Many of Closed Loop Partners’ portfolio companies manufacture products and packaging using recycled or new sustainable materials, proving viable, circular business models. For example, our portfolio company, AeroAggregates, produces ultra-lightweight fill material for infrastructure construction projects from 100% post-consumer recycled glass. Our Venture Group’s portfolio company, Algaeing, manufactures algae-based dyes and fibers within a zero-waste system––enabling water and energy efficiency while creating a viable alternative to petroleum-based textiles. 

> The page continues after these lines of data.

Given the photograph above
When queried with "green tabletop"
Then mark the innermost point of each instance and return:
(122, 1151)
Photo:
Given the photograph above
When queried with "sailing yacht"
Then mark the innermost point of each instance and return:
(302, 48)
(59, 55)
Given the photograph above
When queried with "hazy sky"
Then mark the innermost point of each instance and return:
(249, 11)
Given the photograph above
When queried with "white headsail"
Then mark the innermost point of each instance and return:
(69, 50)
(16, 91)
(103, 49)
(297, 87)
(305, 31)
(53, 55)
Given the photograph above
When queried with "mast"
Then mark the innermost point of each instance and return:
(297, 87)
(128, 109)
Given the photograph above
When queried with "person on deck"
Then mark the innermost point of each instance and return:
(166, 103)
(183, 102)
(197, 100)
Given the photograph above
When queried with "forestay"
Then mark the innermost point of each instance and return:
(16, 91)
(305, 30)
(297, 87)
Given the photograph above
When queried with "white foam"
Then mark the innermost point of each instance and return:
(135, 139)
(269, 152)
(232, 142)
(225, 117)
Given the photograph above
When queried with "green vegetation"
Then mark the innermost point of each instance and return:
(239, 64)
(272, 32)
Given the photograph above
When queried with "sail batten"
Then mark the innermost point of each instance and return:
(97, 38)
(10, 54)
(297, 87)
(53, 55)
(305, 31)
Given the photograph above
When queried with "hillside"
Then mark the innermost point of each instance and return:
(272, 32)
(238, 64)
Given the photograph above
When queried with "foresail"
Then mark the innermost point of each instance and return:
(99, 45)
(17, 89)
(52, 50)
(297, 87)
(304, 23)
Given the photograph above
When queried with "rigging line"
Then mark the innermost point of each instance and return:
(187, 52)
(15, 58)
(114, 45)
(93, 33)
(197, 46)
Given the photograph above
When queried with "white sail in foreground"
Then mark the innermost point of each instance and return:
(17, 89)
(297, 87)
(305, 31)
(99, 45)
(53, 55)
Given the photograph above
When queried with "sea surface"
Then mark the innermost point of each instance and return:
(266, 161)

Our portfolio company, For Days, offers direct-to-consumer apparel made from 100% organic cotton and designed for recovery with a mail-back program. They recently launched its Closet and Credit system, which gives customers credit for returning their used clothing items. They can then use this credit toward new items sold by the company, enabling a circular zero-waste system for their clothes by turning their “closet into currency.” 

To effectively build a circular economy, all of these solutions need to be in play. A successful circular economy is one where every material’s value is recognized, shared, re-used and continuously cycled. Addressing the global plastics crisis requires seeing and solving it from multiple angles; there is no panacea. We need to address today’s reality, in which billions of tons of plastics already circulate in our economy––while building for a waste-free tomorrow. 

 

*Closed Loop Partners. Research Brief: Materials Landfilled in the United States and Opportunities to Increase Materials Recovery, 2018 Update. Closed Loop Partners Internal Research, 2019, adapted from Powell and Chertow, 2018, Powell et al., 2016, and Powell et al., 2016.